L’ordre public devait être assuré, et l’Etat qui était une sorte de menace devint simultanément une garantie. Cette double perception de l’État (ou de toute instance publique de régulation) continue de polariser les réactions des internautes. Il reste que cette préoccupation sollicita abord les spécialistes de cet ordre public, chargé de mettre en œuvre cet ordre : au fond, il s’agit de « policer » le cyberespace, d’où l’intérêt des services de souveraineté « intérieure » que sont la police (et la gendarmerie) et la justice (avec une dimension pénale). La cybersécurité se comprend alors comme la lutte contre la cybercriminalité. Elle suit un mouvement ascendant, venant du bas (les individus) vers le haut (la puissance publique).
Sécurité économique : Le second facteur de confusion tient aux usages économiques du cyberespace : les grandes sociétés (et les petites) voulurent également bénéficier des avantages des réseaux, qui rendaient leur activité plus aisée : que ce soit pour l’organisation e la vie interne de la société ou pour les relations avec les tiers (partenaires ou clients). Ce faisant, elles rencontrèrent rapidement le besoin de se protéger.
Alors, les menaces diffèrent légèrement. Les intrus ne cherchent pas à voler directement de l’argent, mais plutôt à espionner et à connaître à l’avance tous les prototypes et axes de recherche et de développement de la société cible. Ces pratiques touchent directement à l’intelligence économique, dans sa partie grise voire noire. Chacun prit peu à peu conscience que l’information interne de l’entreprise (ou de l’organisation, puisque les organismes publics firent face aux mêmes difficultés) a de la valeur, et qu’elle constitue un actif qui doit être protégé comme tel.

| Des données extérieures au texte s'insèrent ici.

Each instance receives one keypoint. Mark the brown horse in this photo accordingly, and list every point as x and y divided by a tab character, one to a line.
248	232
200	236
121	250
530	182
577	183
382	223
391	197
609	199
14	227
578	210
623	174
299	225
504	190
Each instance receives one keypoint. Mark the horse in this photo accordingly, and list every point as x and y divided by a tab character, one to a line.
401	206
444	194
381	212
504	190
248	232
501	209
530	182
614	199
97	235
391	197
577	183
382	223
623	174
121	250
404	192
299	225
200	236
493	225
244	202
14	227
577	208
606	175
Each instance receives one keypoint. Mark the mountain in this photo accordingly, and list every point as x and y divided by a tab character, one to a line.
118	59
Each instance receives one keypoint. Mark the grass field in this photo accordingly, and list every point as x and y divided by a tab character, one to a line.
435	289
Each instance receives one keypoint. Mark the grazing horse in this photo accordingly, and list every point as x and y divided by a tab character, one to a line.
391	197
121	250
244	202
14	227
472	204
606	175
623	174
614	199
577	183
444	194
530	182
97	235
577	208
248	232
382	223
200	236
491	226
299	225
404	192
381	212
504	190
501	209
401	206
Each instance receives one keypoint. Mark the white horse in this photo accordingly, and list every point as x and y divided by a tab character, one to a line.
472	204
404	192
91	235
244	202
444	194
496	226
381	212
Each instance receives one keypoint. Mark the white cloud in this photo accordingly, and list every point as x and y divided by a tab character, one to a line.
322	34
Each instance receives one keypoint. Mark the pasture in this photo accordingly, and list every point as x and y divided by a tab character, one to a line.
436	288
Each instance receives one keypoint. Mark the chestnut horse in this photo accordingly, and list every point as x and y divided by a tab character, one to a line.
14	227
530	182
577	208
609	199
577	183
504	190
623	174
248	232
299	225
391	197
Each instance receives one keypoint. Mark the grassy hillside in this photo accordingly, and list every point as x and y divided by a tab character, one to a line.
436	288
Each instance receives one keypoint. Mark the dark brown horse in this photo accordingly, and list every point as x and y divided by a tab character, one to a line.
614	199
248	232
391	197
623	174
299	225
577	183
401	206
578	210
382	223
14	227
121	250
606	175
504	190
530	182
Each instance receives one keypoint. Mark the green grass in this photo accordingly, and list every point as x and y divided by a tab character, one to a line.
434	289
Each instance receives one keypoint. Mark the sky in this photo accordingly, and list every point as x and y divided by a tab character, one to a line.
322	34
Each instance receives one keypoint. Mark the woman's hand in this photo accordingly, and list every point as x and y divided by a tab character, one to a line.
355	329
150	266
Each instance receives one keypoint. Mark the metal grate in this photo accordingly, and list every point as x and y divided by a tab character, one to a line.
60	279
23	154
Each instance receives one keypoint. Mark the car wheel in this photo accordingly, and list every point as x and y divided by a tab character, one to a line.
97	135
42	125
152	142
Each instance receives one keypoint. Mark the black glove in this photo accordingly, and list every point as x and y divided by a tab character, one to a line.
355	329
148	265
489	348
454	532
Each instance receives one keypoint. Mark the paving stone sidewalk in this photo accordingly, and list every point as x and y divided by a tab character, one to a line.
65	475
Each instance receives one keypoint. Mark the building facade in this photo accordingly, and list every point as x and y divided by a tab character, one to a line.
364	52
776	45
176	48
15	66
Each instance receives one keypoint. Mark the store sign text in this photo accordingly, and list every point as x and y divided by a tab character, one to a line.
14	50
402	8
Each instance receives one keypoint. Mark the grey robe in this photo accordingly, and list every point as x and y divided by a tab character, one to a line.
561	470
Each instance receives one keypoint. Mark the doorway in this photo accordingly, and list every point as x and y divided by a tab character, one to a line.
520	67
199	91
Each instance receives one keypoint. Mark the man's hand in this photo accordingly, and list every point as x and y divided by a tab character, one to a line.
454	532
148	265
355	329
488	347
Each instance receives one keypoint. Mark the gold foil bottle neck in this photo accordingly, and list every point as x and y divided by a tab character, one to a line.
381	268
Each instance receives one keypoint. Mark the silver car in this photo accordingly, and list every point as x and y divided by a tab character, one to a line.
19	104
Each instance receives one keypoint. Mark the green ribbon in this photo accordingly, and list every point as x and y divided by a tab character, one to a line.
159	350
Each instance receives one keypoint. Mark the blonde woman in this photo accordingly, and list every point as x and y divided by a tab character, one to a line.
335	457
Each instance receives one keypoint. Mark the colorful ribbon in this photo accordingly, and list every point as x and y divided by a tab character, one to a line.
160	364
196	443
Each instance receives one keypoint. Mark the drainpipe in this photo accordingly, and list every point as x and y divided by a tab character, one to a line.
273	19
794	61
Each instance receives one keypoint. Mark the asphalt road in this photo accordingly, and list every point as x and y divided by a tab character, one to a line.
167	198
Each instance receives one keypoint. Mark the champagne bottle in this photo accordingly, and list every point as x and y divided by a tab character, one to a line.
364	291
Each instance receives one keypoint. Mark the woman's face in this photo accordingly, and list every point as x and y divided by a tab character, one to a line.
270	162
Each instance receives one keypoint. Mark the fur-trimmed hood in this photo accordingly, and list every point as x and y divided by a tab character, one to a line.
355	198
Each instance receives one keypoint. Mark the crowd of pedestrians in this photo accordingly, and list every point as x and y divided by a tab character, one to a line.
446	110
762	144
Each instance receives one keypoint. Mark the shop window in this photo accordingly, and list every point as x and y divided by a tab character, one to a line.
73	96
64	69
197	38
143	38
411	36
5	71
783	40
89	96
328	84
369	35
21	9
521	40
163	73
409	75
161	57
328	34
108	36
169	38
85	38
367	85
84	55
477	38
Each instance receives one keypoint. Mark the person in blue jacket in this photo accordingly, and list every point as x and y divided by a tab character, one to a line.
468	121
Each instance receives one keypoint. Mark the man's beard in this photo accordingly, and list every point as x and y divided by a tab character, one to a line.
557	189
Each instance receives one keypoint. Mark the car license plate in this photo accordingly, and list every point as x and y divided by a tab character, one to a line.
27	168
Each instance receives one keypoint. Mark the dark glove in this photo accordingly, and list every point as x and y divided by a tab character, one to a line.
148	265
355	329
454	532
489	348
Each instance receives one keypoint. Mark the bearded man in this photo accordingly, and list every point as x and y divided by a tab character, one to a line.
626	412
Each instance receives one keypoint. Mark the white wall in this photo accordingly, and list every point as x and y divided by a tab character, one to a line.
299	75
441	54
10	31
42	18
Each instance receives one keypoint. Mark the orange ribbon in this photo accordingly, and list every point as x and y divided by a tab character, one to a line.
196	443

SSI : Le troisième facteur est plus technologique. En effet, les directeurs informatiques des entreprises et des administrations virent émerger une tâche supplémentaire. Ils devaient non seulement gérer le parc informatique de leur société (machines, réseaux, infrastructures logicielles, logiciels propriétaires, suivi des évolutions techniques, …) mais aussi assurer une fonction supplémentaire, celle de la sécurité des systèmes informatiques. Cela favorisa le développement de la sécurité des systèmes d’information (SSI). Le mot sécurité est ici approprié, nul n’en doute. Toutefois, si la SSI appartient incontestablement à la cybersécurité, on ne peut réduire la cybersécurité à la SSI, ni même à une SSI de niveau étatique.
Ainsi, la cybersécurité reprend ces trois significations : sécurité publique (au sens d’ordre public), sécurité économique (au sens de protection économique) et sécurité technologique (au sens de la SSI). La cybersécurité serait, alors, au minimum la somme de ces trois dimensions.